As I said at the start, while it's important to have a definition of coroutines that can be understood by reference to a pure Go implementation, I believe we should use an optimized runtime implementation. On my 2019 MacBook Pro, passing values back and forth using the channel-based `coro.New` in this post requires approximately 190ns per switch, or 380ns per value in `coro.Pull`. Remember that `coro.Pull` would not be the standard way to use an iterator: the standard way would be to invoke the iterator directly, which has no coroutine overhead at all. You only need `coro.Pull` when you want to process iterated values incrementally, not using a single for loop. Even so, we want to make `coro.Pull` as fast as we can.
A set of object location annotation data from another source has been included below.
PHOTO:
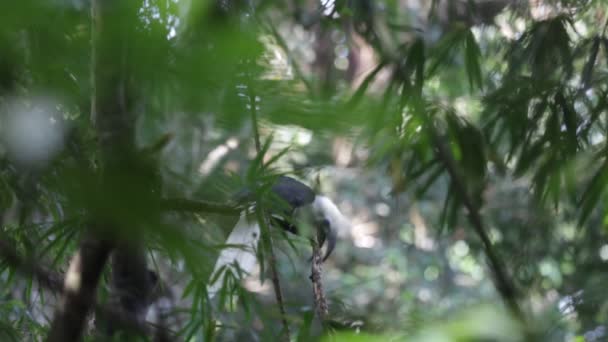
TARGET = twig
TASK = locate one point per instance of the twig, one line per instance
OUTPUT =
(53, 281)
(188, 205)
(266, 237)
(317, 285)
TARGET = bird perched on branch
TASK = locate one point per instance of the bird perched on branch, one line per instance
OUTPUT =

First I tried having the compiler mark send-receive pairs and leave hints for the runtime to fuse them into a single operation. That would let the channel runtime bypass the scheduler and jump directly to the other coroutine. This implementation requires about 118ns per switch, or 236ns per pulled value (38% faster). That's better, but it's still not as fast as I would like. The full generality of channels is adding too much overhead.

Next I added a direct coroutine switch to the runtime, avoiding channels entirely. That cuts the coroutine switch to three atomic compare-and-swaps (one in the coroutine data structure, one for the scheduler status of the blocking coroutine, and one for the scheduler status of the resuming coroutine), which I believe is optimal given the safety invariants that must be maintained. That implementation takes 20ns per switch, or 40ns per pulled value. This is about 10X faster than the original channel implementation. Perhaps more importantly, 40ns per pulled value seems small enough in absolute terms not to be a bottleneck for code that needs `coro.Pull`.